In my five years as a VC, I’ve worked closely with the founders of 50+ companies. Many of these companies have grown headcount substantially since I first met them. One of the biggest challenges that founders and early employees face is scaling up personally to meet the ever-growing needs of a business. People sometimes gets stuck and become bottlenecks because they are reluctant to delegate the things they are great at, or they don’t want their role to include new tasks that arise as a company grows. As executive coach Marshall Goldsmith says, “what got you here won’t get you there.”
They’re good at some parts of the job but bad at other parts. Jobs often require multiple skills, and key employees have to be great at all of those skills. For example, an early-stage CTO should be a great engineer, a great recruiter, and a great manager. If they’re not good at one or more of these things, the engineering team will struggle as it grows.

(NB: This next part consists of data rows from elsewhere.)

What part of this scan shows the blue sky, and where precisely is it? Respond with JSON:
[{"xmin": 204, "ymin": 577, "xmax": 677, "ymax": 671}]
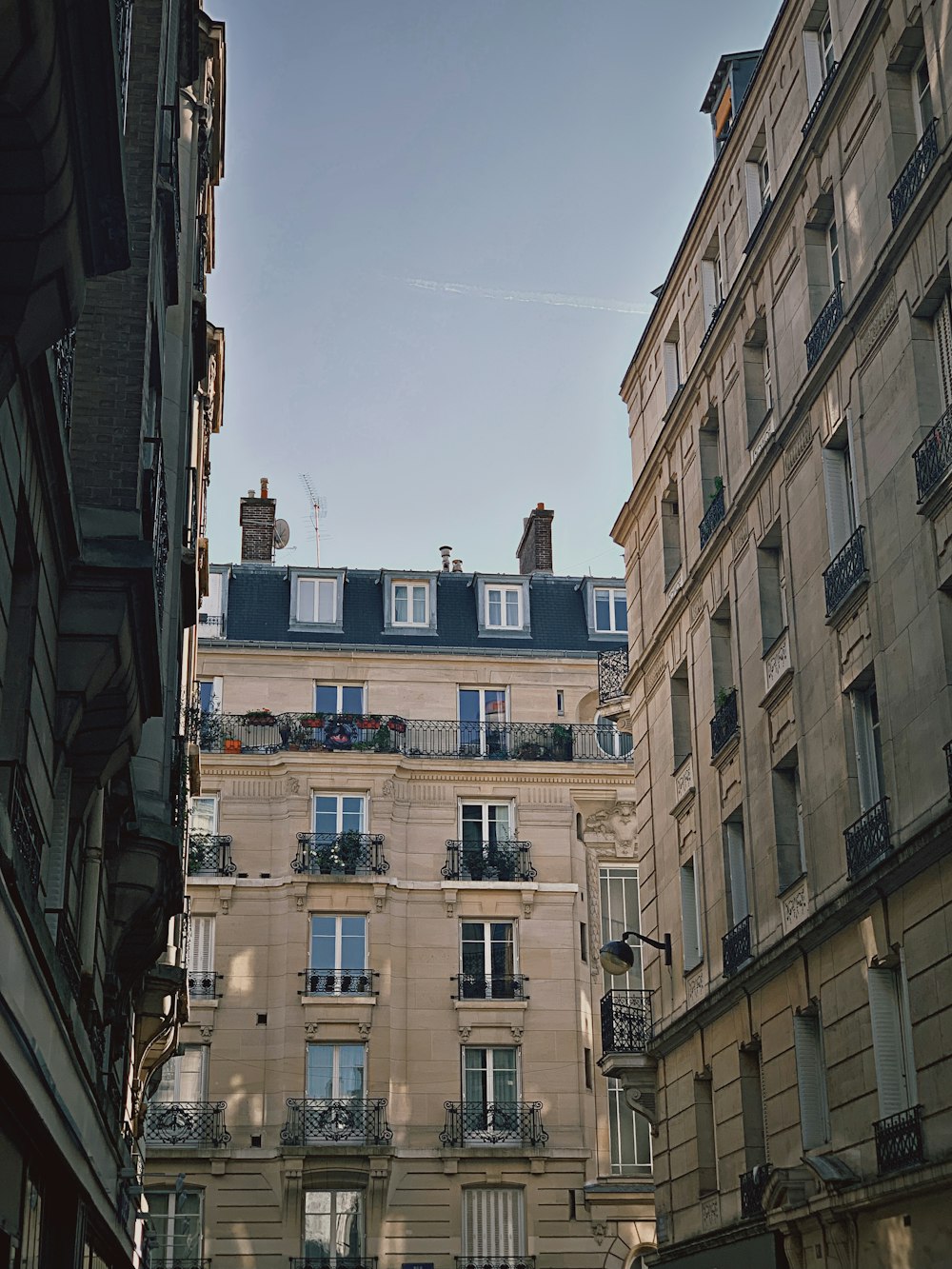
[{"xmin": 206, "ymin": 0, "xmax": 776, "ymax": 575}]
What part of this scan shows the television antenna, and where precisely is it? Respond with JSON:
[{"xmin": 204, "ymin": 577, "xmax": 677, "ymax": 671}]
[{"xmin": 301, "ymin": 472, "xmax": 327, "ymax": 568}]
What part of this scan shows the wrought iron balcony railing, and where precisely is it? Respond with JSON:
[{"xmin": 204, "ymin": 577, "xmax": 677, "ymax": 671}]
[
  {"xmin": 146, "ymin": 1101, "xmax": 231, "ymax": 1150},
  {"xmin": 740, "ymin": 1163, "xmax": 770, "ymax": 1220},
  {"xmin": 602, "ymin": 987, "xmax": 652, "ymax": 1053},
  {"xmin": 281, "ymin": 1098, "xmax": 393, "ymax": 1146},
  {"xmin": 439, "ymin": 1101, "xmax": 548, "ymax": 1146},
  {"xmin": 290, "ymin": 831, "xmax": 389, "ymax": 877},
  {"xmin": 711, "ymin": 687, "xmax": 740, "ymax": 758},
  {"xmin": 913, "ymin": 410, "xmax": 952, "ymax": 503},
  {"xmin": 598, "ymin": 647, "xmax": 628, "ymax": 705},
  {"xmin": 188, "ymin": 832, "xmax": 237, "ymax": 877},
  {"xmin": 298, "ymin": 969, "xmax": 377, "ymax": 996},
  {"xmin": 198, "ymin": 715, "xmax": 631, "ymax": 763},
  {"xmin": 801, "ymin": 62, "xmax": 839, "ymax": 136},
  {"xmin": 698, "ymin": 485, "xmax": 727, "ymax": 551},
  {"xmin": 449, "ymin": 973, "xmax": 529, "ymax": 1000},
  {"xmin": 803, "ymin": 282, "xmax": 843, "ymax": 369},
  {"xmin": 873, "ymin": 1106, "xmax": 925, "ymax": 1173},
  {"xmin": 843, "ymin": 797, "xmax": 892, "ymax": 881},
  {"xmin": 823, "ymin": 525, "xmax": 867, "ymax": 617},
  {"xmin": 188, "ymin": 972, "xmax": 225, "ymax": 1000},
  {"xmin": 890, "ymin": 119, "xmax": 940, "ymax": 228},
  {"xmin": 721, "ymin": 915, "xmax": 751, "ymax": 976},
  {"xmin": 441, "ymin": 840, "xmax": 538, "ymax": 881}
]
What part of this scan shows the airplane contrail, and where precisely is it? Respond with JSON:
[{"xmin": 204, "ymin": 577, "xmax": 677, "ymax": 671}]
[{"xmin": 404, "ymin": 278, "xmax": 652, "ymax": 315}]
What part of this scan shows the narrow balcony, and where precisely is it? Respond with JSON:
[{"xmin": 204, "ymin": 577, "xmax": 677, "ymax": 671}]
[
  {"xmin": 843, "ymin": 797, "xmax": 892, "ymax": 881},
  {"xmin": 598, "ymin": 647, "xmax": 628, "ymax": 705},
  {"xmin": 873, "ymin": 1106, "xmax": 925, "ymax": 1175},
  {"xmin": 890, "ymin": 119, "xmax": 940, "ymax": 228},
  {"xmin": 298, "ymin": 969, "xmax": 377, "ymax": 996},
  {"xmin": 740, "ymin": 1163, "xmax": 770, "ymax": 1220},
  {"xmin": 803, "ymin": 282, "xmax": 843, "ymax": 370},
  {"xmin": 449, "ymin": 973, "xmax": 529, "ymax": 1000},
  {"xmin": 281, "ymin": 1098, "xmax": 393, "ymax": 1146},
  {"xmin": 290, "ymin": 831, "xmax": 389, "ymax": 877},
  {"xmin": 146, "ymin": 1101, "xmax": 231, "ymax": 1150},
  {"xmin": 711, "ymin": 687, "xmax": 740, "ymax": 758},
  {"xmin": 801, "ymin": 62, "xmax": 839, "ymax": 136},
  {"xmin": 698, "ymin": 485, "xmax": 727, "ymax": 551},
  {"xmin": 441, "ymin": 840, "xmax": 538, "ymax": 881},
  {"xmin": 913, "ymin": 410, "xmax": 952, "ymax": 506},
  {"xmin": 439, "ymin": 1101, "xmax": 548, "ymax": 1147},
  {"xmin": 188, "ymin": 832, "xmax": 237, "ymax": 877},
  {"xmin": 823, "ymin": 525, "xmax": 867, "ymax": 617},
  {"xmin": 721, "ymin": 915, "xmax": 753, "ymax": 979},
  {"xmin": 602, "ymin": 987, "xmax": 652, "ymax": 1053}
]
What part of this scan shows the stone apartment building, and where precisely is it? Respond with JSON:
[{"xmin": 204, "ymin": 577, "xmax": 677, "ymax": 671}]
[
  {"xmin": 0, "ymin": 0, "xmax": 225, "ymax": 1269},
  {"xmin": 145, "ymin": 484, "xmax": 654, "ymax": 1269},
  {"xmin": 601, "ymin": 0, "xmax": 952, "ymax": 1269}
]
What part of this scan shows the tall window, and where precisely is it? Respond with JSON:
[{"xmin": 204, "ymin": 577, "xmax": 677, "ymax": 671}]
[{"xmin": 304, "ymin": 1190, "xmax": 365, "ymax": 1269}]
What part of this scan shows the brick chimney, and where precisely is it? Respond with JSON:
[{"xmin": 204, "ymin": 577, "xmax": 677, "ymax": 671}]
[
  {"xmin": 239, "ymin": 476, "xmax": 274, "ymax": 564},
  {"xmin": 515, "ymin": 503, "xmax": 555, "ymax": 574}
]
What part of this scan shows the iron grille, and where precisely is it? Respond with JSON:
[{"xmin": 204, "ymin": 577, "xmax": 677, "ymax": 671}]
[
  {"xmin": 711, "ymin": 687, "xmax": 740, "ymax": 758},
  {"xmin": 145, "ymin": 1101, "xmax": 231, "ymax": 1148},
  {"xmin": 873, "ymin": 1106, "xmax": 925, "ymax": 1173},
  {"xmin": 602, "ymin": 987, "xmax": 652, "ymax": 1053},
  {"xmin": 297, "ymin": 831, "xmax": 389, "ymax": 877},
  {"xmin": 188, "ymin": 832, "xmax": 237, "ymax": 877},
  {"xmin": 913, "ymin": 410, "xmax": 952, "ymax": 503},
  {"xmin": 698, "ymin": 485, "xmax": 726, "ymax": 551},
  {"xmin": 441, "ymin": 840, "xmax": 538, "ymax": 881},
  {"xmin": 298, "ymin": 969, "xmax": 377, "ymax": 996},
  {"xmin": 439, "ymin": 1101, "xmax": 548, "ymax": 1146},
  {"xmin": 843, "ymin": 797, "xmax": 891, "ymax": 881},
  {"xmin": 450, "ymin": 973, "xmax": 529, "ymax": 1000},
  {"xmin": 281, "ymin": 1098, "xmax": 393, "ymax": 1146},
  {"xmin": 721, "ymin": 915, "xmax": 751, "ymax": 975},
  {"xmin": 823, "ymin": 525, "xmax": 865, "ymax": 617},
  {"xmin": 890, "ymin": 119, "xmax": 940, "ymax": 228}
]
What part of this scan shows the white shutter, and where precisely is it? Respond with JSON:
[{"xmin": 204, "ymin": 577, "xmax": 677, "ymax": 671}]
[
  {"xmin": 803, "ymin": 30, "xmax": 823, "ymax": 106},
  {"xmin": 793, "ymin": 1014, "xmax": 830, "ymax": 1150},
  {"xmin": 868, "ymin": 965, "xmax": 909, "ymax": 1120}
]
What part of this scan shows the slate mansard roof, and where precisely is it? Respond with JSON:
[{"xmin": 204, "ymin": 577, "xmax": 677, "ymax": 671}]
[{"xmin": 208, "ymin": 564, "xmax": 627, "ymax": 657}]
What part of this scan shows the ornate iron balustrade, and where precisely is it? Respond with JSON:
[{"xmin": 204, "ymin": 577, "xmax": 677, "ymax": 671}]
[
  {"xmin": 711, "ymin": 687, "xmax": 740, "ymax": 758},
  {"xmin": 145, "ymin": 1101, "xmax": 231, "ymax": 1148},
  {"xmin": 602, "ymin": 987, "xmax": 654, "ymax": 1053},
  {"xmin": 297, "ymin": 831, "xmax": 389, "ymax": 877},
  {"xmin": 188, "ymin": 973, "xmax": 225, "ymax": 1000},
  {"xmin": 439, "ymin": 1101, "xmax": 548, "ymax": 1146},
  {"xmin": 298, "ymin": 969, "xmax": 377, "ymax": 996},
  {"xmin": 801, "ymin": 62, "xmax": 839, "ymax": 136},
  {"xmin": 873, "ymin": 1106, "xmax": 925, "ymax": 1173},
  {"xmin": 913, "ymin": 410, "xmax": 952, "ymax": 503},
  {"xmin": 721, "ymin": 915, "xmax": 753, "ymax": 976},
  {"xmin": 890, "ymin": 119, "xmax": 940, "ymax": 228},
  {"xmin": 449, "ymin": 973, "xmax": 529, "ymax": 1000},
  {"xmin": 803, "ymin": 282, "xmax": 843, "ymax": 370},
  {"xmin": 698, "ymin": 485, "xmax": 726, "ymax": 551},
  {"xmin": 188, "ymin": 832, "xmax": 237, "ymax": 877},
  {"xmin": 823, "ymin": 525, "xmax": 865, "ymax": 617},
  {"xmin": 740, "ymin": 1163, "xmax": 770, "ymax": 1220},
  {"xmin": 281, "ymin": 1098, "xmax": 393, "ymax": 1146},
  {"xmin": 598, "ymin": 647, "xmax": 628, "ymax": 705},
  {"xmin": 843, "ymin": 797, "xmax": 892, "ymax": 881},
  {"xmin": 441, "ymin": 840, "xmax": 538, "ymax": 881}
]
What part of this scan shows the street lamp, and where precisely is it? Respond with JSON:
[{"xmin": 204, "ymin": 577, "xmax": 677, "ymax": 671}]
[{"xmin": 598, "ymin": 930, "xmax": 671, "ymax": 973}]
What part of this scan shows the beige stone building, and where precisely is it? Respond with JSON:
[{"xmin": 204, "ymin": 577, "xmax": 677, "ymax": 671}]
[
  {"xmin": 146, "ymin": 500, "xmax": 654, "ymax": 1269},
  {"xmin": 601, "ymin": 0, "xmax": 952, "ymax": 1269}
]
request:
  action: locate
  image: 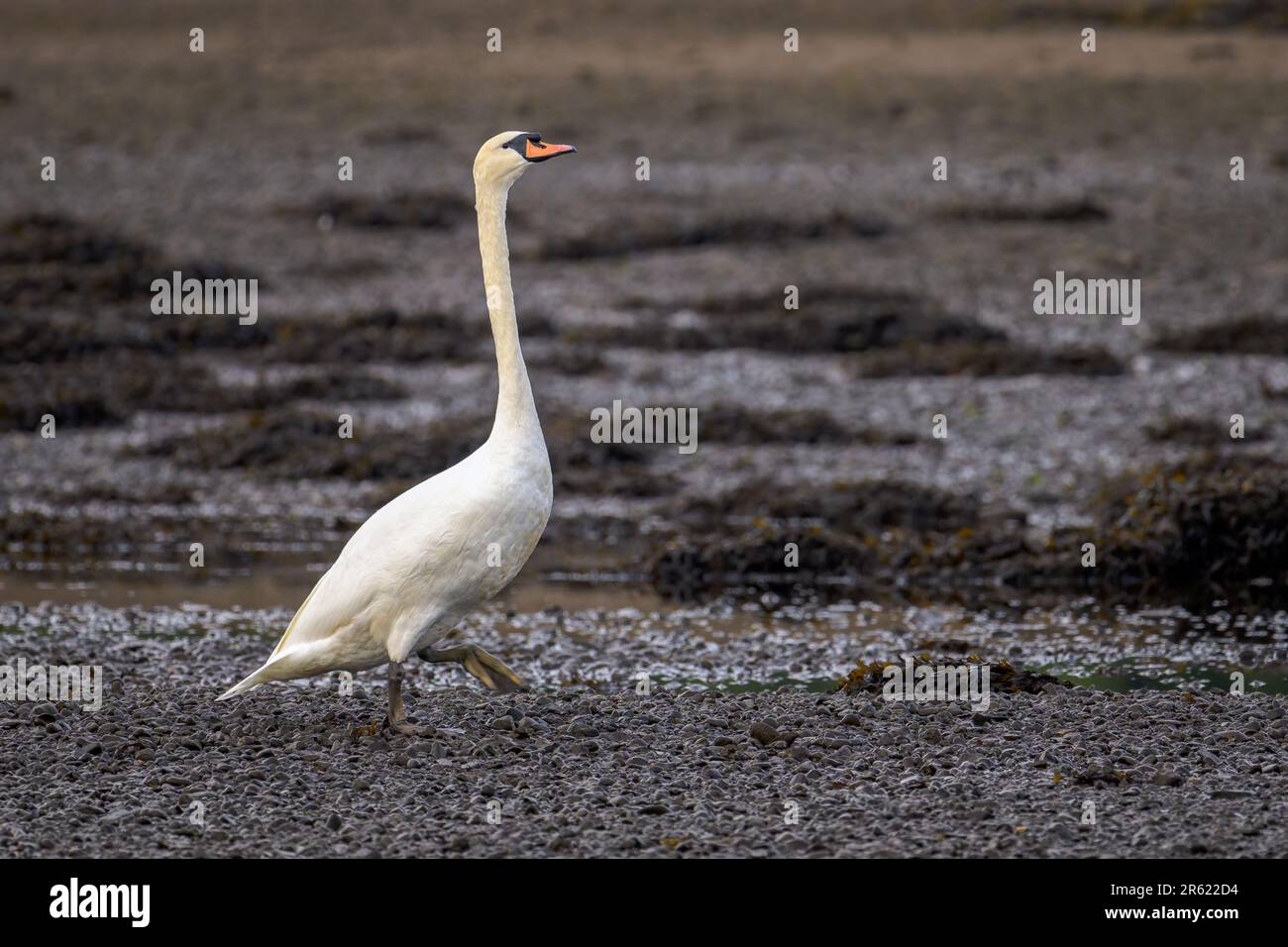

They’re unwilling to delegate. In growing companies, strong performers gain responsibility quickly. If you’re good at your job you can quickly move from individual contributor to manager to executive. This transition requires letting go of making personal contributions, and people are often reluctant to do that. A company ends up having a CEO who wants to spend 10% of their time defining the product strategy, or a CTO of who manages 8 people but still wants to check in code for core features. The result is that these people become bottlenecks. The CTO becomes rusty and their code quality worsens, but they also hold up their teammates who are waiting for work that the CTO committed to but doesn’t have time for.